Since you'll be reaching out to the issuer's website directly to retrieve their signing keys, you can use Combine to help with the asynchronous aspects of this process, and you can use CryptoKit to help with the signature verification. Inside the verification method, you'll begin by pulling out the issuer's identifier, which is always the issuer's web address. Here, you can add your own method to check if the URL is one that you personally trust and abort if it's one that you don't want to accept results from. Next, you will create a URL to retrieve the issuer's keys by appending the standard .wellknown/jwks.json URL path.
This path suffix is defined in the specification and should be the same for all issuers.
Now that you have constructed the well-known URL, you can connect to the issuer, download their keys, and finish verifying the signature. You'll finish writing this method by creating a URLSession dataTaskPublisher that will connect to the issuer's well-known jwk endpoint. You can then map it to data, decode it using a jsonDecoder to a set of JWKs, and finally map it to a boolean, indicating whether or not the signature is valid. Inside the final map block you will select the issuer's key based on what the JWS header indicates.
The final piece involves using CryptoKit to verify the signature. According to the JWS specification, the signed portion of data is formed by concatenating the Base64URL-encoded header and payload joined by a period. Next, you'll convert the downloaded JWK keys to CryptoKit P256 signing keys, using a utility method that you can find in the sample project accompanying this talk. Finally, you'll use CryptoKit's isValidSignature method to do the verification of the signature. Now that your data model and all logic needed to verify its authenticity is defined, you can put everything together. Taking a look at the earlier example of how to call the new API, you can replace this comment with a call to your new verification method.
Since the API returns a list of all selected samples, you can select the first one from the list.

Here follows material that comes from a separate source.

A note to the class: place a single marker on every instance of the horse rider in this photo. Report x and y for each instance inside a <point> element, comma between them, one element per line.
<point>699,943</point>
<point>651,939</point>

Next, parse it from data to a String. Then parse it using your compact serialization initializer. Finally, call your new verification method, and listen for emitted boolean results.
And just like that, we've seen how to take a signed piece of clinical data download the issuer's signing keys, and validate the signature of these records.

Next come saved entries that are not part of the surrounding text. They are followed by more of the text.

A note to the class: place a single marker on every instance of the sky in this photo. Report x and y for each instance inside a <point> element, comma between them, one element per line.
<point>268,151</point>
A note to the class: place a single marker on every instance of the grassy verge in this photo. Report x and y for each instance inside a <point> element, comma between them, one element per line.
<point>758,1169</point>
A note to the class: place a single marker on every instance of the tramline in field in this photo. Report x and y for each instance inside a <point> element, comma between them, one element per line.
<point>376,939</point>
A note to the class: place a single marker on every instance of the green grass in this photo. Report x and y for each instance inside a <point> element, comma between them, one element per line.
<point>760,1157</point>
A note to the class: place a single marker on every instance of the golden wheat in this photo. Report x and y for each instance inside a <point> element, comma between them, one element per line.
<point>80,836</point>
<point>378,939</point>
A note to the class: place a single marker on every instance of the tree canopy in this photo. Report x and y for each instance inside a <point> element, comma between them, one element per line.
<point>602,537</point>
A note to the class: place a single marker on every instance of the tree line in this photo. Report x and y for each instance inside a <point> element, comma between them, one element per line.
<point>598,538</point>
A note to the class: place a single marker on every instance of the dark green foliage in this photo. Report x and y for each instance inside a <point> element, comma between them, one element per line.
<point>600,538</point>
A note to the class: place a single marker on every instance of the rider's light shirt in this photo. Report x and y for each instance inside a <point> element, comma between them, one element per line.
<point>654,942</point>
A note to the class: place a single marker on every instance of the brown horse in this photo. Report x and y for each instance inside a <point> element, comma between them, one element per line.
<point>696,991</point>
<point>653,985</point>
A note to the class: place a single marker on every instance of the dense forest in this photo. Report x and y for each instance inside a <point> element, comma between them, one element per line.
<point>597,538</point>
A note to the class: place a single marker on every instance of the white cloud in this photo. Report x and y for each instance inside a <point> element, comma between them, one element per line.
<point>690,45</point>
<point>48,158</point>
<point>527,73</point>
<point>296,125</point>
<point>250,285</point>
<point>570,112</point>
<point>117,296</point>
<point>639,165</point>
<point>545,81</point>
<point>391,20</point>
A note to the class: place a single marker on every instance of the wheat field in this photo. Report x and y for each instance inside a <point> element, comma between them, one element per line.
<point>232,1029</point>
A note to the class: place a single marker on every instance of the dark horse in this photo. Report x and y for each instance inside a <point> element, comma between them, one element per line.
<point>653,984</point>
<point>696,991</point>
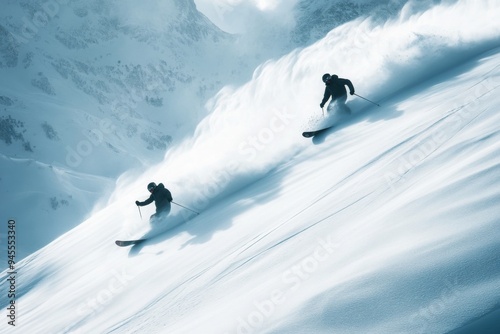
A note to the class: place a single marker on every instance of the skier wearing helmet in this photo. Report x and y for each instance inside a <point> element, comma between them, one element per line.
<point>335,88</point>
<point>162,198</point>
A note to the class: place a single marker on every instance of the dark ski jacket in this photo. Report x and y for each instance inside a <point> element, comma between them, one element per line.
<point>335,87</point>
<point>162,198</point>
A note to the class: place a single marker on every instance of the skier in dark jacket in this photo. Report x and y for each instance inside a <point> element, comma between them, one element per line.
<point>335,88</point>
<point>162,198</point>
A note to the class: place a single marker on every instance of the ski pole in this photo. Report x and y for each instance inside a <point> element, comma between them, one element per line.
<point>367,100</point>
<point>182,206</point>
<point>140,214</point>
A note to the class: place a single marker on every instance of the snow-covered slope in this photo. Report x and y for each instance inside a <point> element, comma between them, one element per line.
<point>387,224</point>
<point>90,89</point>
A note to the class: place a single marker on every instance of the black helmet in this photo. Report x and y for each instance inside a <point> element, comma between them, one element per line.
<point>151,186</point>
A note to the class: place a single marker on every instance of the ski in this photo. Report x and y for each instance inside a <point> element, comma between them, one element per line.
<point>124,243</point>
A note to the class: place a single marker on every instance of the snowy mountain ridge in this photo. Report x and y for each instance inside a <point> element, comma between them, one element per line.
<point>387,223</point>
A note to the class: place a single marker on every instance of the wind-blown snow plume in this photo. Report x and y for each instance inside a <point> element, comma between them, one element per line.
<point>255,128</point>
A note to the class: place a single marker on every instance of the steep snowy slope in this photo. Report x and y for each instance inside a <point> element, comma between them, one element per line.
<point>388,223</point>
<point>90,89</point>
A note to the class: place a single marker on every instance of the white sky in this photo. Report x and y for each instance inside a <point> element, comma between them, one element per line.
<point>237,16</point>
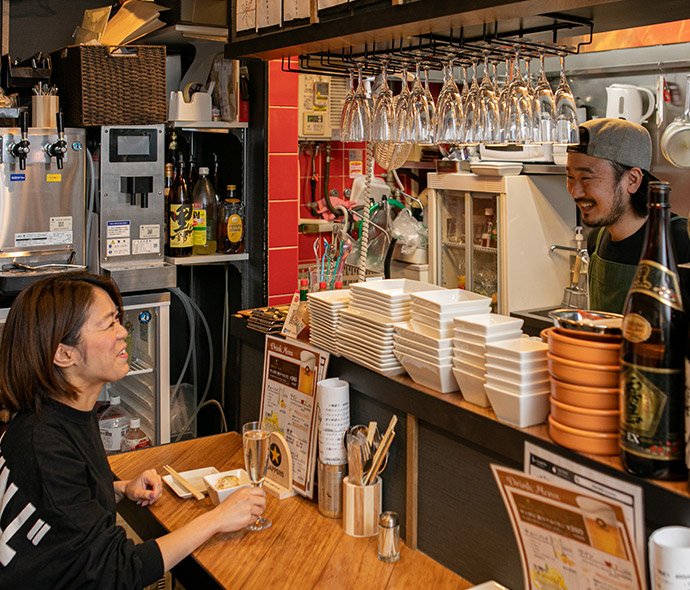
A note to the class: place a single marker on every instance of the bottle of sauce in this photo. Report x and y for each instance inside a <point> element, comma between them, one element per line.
<point>231,223</point>
<point>654,338</point>
<point>180,211</point>
<point>204,211</point>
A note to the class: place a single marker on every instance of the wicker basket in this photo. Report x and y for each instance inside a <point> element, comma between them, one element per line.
<point>99,86</point>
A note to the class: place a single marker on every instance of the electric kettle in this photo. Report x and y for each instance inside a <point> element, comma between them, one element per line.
<point>624,101</point>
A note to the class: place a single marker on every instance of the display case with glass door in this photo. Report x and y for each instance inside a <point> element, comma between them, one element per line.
<point>493,235</point>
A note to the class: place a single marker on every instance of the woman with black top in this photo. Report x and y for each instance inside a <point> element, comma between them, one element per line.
<point>62,342</point>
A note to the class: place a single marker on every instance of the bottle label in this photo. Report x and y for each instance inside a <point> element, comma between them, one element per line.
<point>650,426</point>
<point>657,281</point>
<point>181,226</point>
<point>234,226</point>
<point>636,328</point>
<point>199,227</point>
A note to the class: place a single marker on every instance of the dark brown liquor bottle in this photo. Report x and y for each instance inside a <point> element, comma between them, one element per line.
<point>180,215</point>
<point>654,339</point>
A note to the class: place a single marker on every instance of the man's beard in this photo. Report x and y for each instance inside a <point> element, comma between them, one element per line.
<point>617,210</point>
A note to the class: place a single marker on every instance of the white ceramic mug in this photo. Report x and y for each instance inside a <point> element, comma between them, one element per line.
<point>669,558</point>
<point>624,101</point>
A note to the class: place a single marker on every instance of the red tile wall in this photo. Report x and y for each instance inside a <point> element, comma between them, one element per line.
<point>283,184</point>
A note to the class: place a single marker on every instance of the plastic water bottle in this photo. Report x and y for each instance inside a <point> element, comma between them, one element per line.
<point>135,438</point>
<point>113,424</point>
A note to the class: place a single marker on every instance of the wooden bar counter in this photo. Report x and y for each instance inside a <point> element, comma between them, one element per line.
<point>301,550</point>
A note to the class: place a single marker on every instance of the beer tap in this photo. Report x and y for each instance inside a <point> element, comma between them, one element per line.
<point>21,148</point>
<point>58,149</point>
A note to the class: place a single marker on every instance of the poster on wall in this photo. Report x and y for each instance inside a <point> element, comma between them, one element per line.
<point>551,467</point>
<point>567,538</point>
<point>288,402</point>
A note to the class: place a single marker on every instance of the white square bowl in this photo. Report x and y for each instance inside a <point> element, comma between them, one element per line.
<point>518,377</point>
<point>519,349</point>
<point>431,331</point>
<point>491,323</point>
<point>407,330</point>
<point>435,353</point>
<point>519,410</point>
<point>471,388</point>
<point>438,378</point>
<point>449,300</point>
<point>217,496</point>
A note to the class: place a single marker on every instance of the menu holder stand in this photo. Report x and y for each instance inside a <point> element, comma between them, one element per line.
<point>278,480</point>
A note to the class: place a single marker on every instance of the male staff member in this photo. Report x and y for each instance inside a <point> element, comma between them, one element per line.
<point>607,176</point>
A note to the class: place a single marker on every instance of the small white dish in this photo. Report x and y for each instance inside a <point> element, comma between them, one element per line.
<point>193,476</point>
<point>471,388</point>
<point>217,496</point>
<point>423,356</point>
<point>519,410</point>
<point>519,349</point>
<point>468,346</point>
<point>331,298</point>
<point>477,360</point>
<point>431,331</point>
<point>518,388</point>
<point>491,323</point>
<point>460,365</point>
<point>407,330</point>
<point>431,351</point>
<point>438,378</point>
<point>515,365</point>
<point>366,318</point>
<point>448,300</point>
<point>496,168</point>
<point>518,377</point>
<point>388,371</point>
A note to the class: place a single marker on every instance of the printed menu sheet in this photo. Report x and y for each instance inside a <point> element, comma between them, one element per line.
<point>568,539</point>
<point>288,402</point>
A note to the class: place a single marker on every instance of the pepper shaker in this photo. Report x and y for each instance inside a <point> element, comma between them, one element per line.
<point>389,537</point>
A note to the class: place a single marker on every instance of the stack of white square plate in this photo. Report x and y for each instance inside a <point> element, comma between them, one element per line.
<point>365,331</point>
<point>428,360</point>
<point>472,336</point>
<point>517,380</point>
<point>432,313</point>
<point>324,314</point>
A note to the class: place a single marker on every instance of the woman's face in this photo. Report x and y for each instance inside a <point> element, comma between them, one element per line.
<point>100,356</point>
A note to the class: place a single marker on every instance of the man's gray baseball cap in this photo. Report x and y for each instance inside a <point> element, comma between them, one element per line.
<point>617,140</point>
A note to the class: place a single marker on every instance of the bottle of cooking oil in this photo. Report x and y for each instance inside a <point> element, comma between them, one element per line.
<point>231,223</point>
<point>205,207</point>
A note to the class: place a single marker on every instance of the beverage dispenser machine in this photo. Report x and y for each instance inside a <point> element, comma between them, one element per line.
<point>132,208</point>
<point>42,203</point>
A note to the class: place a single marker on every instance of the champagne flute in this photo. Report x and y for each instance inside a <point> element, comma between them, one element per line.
<point>545,116</point>
<point>255,441</point>
<point>567,128</point>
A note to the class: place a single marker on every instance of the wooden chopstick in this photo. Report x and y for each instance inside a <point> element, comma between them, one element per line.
<point>184,482</point>
<point>381,451</point>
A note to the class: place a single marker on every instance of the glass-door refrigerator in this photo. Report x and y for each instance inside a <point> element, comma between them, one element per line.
<point>493,235</point>
<point>145,391</point>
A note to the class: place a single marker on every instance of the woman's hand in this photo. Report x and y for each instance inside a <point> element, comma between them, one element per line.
<point>240,509</point>
<point>144,489</point>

Now, I'll hand things back to Annie to summarize.
Before we wrap up, I want to talk about privacy with respect to Verifiable Health Records. Hopefully, I've made it clear throughout this session that the Verifiable Health Records feature is built with user privacy in mind. First of all, the SMART Health Card specification uses data profiles that minimize the information an issuer should include in each record. The Health app is designed to protect sensitive health data, so when a phone is locked, all health and fitness data in the Health app is encrypted, which includes verifiable health records. Access to verifiable health records requires an application to an entitlement that will come with additional obligations to ensure that this sensitive health data is not misused.

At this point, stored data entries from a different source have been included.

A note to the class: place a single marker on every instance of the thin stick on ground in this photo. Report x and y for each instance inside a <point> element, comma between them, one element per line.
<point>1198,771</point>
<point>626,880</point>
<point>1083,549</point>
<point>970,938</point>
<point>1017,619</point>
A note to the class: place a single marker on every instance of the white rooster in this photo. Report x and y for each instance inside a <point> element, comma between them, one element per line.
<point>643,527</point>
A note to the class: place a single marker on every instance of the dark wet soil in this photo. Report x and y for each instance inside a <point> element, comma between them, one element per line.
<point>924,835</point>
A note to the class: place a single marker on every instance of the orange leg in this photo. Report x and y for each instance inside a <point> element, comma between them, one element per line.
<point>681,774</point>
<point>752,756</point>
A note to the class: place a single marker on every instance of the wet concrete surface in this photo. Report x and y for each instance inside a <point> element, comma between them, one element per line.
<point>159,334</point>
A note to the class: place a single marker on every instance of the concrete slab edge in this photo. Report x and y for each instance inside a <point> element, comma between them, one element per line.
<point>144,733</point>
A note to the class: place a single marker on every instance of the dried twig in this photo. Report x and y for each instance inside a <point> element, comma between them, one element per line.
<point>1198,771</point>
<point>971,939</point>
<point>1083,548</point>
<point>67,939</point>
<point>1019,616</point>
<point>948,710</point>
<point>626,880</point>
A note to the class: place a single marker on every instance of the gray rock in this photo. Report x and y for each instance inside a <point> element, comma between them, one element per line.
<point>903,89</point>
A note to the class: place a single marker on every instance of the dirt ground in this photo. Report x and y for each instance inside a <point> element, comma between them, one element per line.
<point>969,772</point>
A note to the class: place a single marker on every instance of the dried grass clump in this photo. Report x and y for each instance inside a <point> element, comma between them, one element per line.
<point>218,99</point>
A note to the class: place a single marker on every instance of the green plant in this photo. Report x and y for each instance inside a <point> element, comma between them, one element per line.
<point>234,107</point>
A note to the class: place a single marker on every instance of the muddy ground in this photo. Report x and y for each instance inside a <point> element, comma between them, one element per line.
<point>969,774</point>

And finally, users will have additional control over how to share their verifiable health records with your app. Let's review what we've covered today.
In iOS 15, building on top of Health Records, we are bringing the capability to import verifiable records into the Health app and for developers to read this data with a new API.
To wrap up, here's what you can do next. First, to learn more about the verifiable health data ecosystem, check out the SMART Health Cards specification.
Import test records into the Health app to try it out yourself.
Download the sample app, which shows how you can query for and verify those test records. And finally, when you're ready to ship your app, request the HealthKit access entitlement for verifiable health records. Thank you for watching, and have a great WWDC.